In Sec. Computational neurons, the RNN was introduced as a classification model. Instead of classifying sequences of data, such as time series, the RNN can also be trained to generate valid sequences itself. Given the RNN introduced in Sec. Recurrent neural networks, the implementation of such a generator is straight-forward and does not require a new architecture. The main difference is that the output \(\mathbf{y}_t\) of the network given the data point \(\mathbf{x}_t\) is a guess of the subsequent data point \(\mathbf{x}_{t+1}\) instead of the class to which the whole sequence belongs to. This means in particular that the input and output size are now the same. For training this network, we can once again use the cross-entropy or (negative) log-likelihood as a loss function,

(45)\[L_{\mathrm{ent}} =-\sum_{t=1}^{m-1} \mathbf{x}_{t+1}\cdot \ln \left( \mathbf{y}_{t} \right),\]

where \(\mathbf{x}_{t+1}\) is now the ‘label’ for the input \(\mathbf{x}_{t}\) and \(\mathbf{y}_{t}\) is the output of the network and \(t\) runs over the input sequence with length \(m\). This training is schematically shown in Fig. 24.

For generating a new sequence, it is enough to have one single input point \(\mathbf{x}_1\) to start the sequence. Note that since we now can start with a single data point \(\mathbf{x}_1\) and generate a whole sequence of data points \(\{\mathbf{y}_t\}\), this mode of using an RNN is referred to as one-to-many. This sequence generation is shown in Fig. 24, left.


Fig. 24 RNN used as a generator. For training, left, the input data shifted by one, \(\mathbf{x}_{t+1}\), are used as the label. For the generation of new sequences, right, we input a single data point \(\mathbf{x}_1\) and the RNN uses the recurrent steps to generate a new sequence.

Example: generating molecules with an RNN

To illustrate the concept of sequence generation using recurrent neural networks, we use an RNN to generate new molecules. The first question we need to address is how to encode a chemical structure into input data—of sequential form no less—that a machine learning model can read. A common representation of molecular graphs used in chemistry is the simplified molecular-input line-entry system, or SMILES. Fig. 25 shows examples of such SMILES strings for the caffeine, ethanol, and aspirin molecules. We can use the dataset Molecular Sets 2, which contains \(\sim 1.9\)M molecules written in the SMILES format.

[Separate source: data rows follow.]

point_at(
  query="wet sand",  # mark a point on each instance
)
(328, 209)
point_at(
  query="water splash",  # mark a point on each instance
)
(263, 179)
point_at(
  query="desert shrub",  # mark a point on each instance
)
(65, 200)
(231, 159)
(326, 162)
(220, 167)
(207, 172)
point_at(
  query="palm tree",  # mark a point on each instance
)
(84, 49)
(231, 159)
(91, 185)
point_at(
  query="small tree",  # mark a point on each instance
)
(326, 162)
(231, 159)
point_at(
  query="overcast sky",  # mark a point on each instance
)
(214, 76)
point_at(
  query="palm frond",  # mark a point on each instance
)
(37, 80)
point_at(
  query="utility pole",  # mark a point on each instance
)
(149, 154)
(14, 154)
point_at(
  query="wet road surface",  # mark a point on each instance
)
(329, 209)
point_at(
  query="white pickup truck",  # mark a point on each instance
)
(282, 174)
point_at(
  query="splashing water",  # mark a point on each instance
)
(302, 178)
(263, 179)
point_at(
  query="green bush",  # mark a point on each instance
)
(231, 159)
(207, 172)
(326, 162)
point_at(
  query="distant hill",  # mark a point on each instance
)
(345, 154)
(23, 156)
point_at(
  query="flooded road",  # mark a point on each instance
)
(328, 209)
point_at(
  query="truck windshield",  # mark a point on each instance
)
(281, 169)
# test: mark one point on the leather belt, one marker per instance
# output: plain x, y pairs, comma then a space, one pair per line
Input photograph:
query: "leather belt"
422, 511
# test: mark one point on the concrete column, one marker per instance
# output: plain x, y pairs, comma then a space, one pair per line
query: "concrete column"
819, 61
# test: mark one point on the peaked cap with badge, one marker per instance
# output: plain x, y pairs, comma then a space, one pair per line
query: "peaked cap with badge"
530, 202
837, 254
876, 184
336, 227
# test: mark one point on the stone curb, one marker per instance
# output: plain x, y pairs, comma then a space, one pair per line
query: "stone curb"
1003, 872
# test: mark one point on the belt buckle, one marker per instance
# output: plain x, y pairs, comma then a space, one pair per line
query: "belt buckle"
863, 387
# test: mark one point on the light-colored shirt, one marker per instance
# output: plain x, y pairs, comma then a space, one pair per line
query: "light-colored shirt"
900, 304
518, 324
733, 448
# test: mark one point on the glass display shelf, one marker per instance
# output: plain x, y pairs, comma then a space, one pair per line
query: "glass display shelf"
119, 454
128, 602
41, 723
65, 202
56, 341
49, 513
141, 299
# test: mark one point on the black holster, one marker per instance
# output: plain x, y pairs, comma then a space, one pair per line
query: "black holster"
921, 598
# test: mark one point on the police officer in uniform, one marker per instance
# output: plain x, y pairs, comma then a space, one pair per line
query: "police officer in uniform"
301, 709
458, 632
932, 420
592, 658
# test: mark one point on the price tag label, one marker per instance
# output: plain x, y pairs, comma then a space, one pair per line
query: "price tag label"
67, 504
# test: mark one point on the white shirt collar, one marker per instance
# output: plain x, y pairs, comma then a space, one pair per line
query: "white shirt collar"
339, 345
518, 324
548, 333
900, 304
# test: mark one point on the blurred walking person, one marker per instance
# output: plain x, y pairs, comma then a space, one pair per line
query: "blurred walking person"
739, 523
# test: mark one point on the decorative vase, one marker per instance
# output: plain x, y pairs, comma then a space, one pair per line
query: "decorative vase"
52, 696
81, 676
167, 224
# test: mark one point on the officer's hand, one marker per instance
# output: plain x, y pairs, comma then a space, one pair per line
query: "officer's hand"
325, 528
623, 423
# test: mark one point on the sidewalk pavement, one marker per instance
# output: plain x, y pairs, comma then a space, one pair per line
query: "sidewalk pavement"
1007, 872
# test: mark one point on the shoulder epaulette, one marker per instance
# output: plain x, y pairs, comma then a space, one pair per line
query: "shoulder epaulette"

Using the SMILES dataset, we create a dictionary to translate each character that appears in the dataset into an integer. We further use one-hot-encoding to feed each character separately to the RNN. This creates a map from characters in SMILES strings onto an array of numbers. Finally, in order to account for the variable size of the molecules and hence, the variable length of the strings, we can introduce a ‘stop’ character such that the network learns and later generates sequences of arbitrary length.

We are now ready to use the SMILES strings for training our network as described above, where the input is a one-hot-encoded vector and the output is again a vector of the same size. Note, however, that similar to a classification task, the output vector is a probability distribution over the characters the network believes could come next. Unlike a classification task, where we consider the largest output the best guess of the network, here we sample in each step from the probability distribution \(\mathbf{y}_t\) to again have a one-hot-encoded vector for the input of the next step.


Fig. 25 SMILES. Examples of molecules and their representation in SMILES.